Monday, March 18, 2013

Your Tired Eyes, Your Weary Spirit ... That's The Dirty Uniform In The Game Of Life, And A Good Thing


Suppose a player went to the coach and said, "I like being on the team and all, but I'm tired of getting dirty. I don't want to get hurt. And, try as I might, I just know I'm going to mess up a time or two. Any advice on how I can avoid all that?"

The answer would be simple: Quit. Go home. If a player is in the game, there's no way to avoid any of those things. That's common sense.

I need that reminder most of the time, only not in any way pertaining to athletics. I seem to have this endless pursuit for everything to be just so, at work and with my house, in my career and with my dealings with people, and something must be seriously wrong with me if it isn't. I will sit at my desk at the end of the day, rubbing my eyes and rolling up my sleeves, thinking that everyone else breezes through life's challenges with relative ease, but not me.

Too often with me, the one situation that didn't work out so well with override the fifteen that did. I want to ask, "How can I avoid all that?" And the answer is simple. I can quit, go home, and never stick up for a person's interests ever again.
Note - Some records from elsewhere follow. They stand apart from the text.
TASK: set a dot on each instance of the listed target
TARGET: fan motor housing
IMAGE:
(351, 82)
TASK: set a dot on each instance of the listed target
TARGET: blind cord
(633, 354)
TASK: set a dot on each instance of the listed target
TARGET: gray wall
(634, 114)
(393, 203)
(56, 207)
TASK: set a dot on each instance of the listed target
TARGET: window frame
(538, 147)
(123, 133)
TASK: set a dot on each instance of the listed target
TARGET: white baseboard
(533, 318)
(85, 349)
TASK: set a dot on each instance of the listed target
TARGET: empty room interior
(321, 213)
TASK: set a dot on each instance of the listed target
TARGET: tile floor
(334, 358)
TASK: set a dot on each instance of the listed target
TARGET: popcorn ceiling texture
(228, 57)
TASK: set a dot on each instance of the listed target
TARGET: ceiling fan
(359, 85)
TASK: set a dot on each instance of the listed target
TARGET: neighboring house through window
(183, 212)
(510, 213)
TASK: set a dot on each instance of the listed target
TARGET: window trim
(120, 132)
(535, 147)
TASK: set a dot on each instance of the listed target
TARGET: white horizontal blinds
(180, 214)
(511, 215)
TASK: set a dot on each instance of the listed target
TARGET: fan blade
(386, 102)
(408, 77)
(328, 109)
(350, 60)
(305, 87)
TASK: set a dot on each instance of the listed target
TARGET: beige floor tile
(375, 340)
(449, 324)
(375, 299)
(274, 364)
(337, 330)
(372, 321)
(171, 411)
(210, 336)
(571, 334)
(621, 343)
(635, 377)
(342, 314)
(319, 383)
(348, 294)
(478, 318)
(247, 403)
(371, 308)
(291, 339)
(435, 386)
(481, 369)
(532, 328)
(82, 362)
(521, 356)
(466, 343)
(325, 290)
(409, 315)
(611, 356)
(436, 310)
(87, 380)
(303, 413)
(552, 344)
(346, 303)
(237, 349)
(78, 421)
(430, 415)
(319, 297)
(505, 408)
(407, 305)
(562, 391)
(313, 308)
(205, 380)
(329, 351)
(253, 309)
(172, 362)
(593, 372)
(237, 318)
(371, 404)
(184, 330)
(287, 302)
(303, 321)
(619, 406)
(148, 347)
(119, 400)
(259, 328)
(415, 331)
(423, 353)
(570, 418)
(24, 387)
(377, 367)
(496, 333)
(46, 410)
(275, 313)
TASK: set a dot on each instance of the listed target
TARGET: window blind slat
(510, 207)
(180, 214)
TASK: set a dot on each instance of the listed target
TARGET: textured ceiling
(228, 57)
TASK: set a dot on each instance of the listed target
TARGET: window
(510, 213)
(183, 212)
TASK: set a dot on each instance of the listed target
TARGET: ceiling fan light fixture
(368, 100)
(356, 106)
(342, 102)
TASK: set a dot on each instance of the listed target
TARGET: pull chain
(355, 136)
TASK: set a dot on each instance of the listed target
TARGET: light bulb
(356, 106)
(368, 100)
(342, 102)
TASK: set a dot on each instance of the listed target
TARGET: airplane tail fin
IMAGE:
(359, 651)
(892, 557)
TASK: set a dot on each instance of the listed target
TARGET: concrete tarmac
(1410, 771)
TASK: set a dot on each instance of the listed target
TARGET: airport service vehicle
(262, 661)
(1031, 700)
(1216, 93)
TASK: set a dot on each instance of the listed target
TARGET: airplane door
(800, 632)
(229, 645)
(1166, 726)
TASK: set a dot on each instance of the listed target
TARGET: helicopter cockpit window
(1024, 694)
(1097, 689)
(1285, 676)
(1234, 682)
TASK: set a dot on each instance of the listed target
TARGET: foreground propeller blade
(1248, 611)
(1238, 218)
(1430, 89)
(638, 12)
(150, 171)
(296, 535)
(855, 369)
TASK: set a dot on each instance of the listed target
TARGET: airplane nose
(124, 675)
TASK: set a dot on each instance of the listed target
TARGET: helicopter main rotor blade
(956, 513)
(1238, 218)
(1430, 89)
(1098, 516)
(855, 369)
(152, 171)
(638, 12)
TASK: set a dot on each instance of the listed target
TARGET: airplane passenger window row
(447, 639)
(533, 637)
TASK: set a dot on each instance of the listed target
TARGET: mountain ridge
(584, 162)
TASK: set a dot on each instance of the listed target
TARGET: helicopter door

In the words of Judge Smales in the movie Caddyshack, "Well, the world needs ditch diggers, too."

I need to be reminded that the players in every game who enjoy themselves the most are the ones who are dirty, sweaty, battered and bruised. The ones who are IN the game enjoy it far more than the ones who merely watch it. They're also the ones who actually DO something.

So maybe my tired eyes aren't a symbol of failure. They're the reflection of having tried.

Maybe your weariness isn't the result of having been kicked, but instead a reflection of the flat-out perseverance you have for tackling the stuff that comes your way.

And we're always told it's better to have tried and failed than to have never tried at all. So maybe all the stuff that seems negative is actually very, very positive.

I'm not sure what compelled me to sit and write this tonight, because I actually had a pretty decent day today. But tomorrow will be another doubleheader, and I'm sure the pitchers will be pretty good. By noon I'm sure I'll have to face something that's pretty serious, and by mid-afternoon I'm going to need a seventh-inning stretch.

I think we all have days like that, no matter what kind of job or position in life we have.

So this is a tribute to dirty uniforms. It's an appreciation for scratches and strikeouts and tough moments at the end of the day...when quitting feels like the answer.

It's a call to stay in the game. Reds second baseman Brandon Phillips (pictured) sometimes gets thrown out trying to steal third, but throughout it all, he enjoys the game. He's got a smile that could light up Texas. I need to remember that.

Now let's crank up some John Fogarty and sing along when he sings Centerfield: 

"Put me in, Coach. I'm ready to play."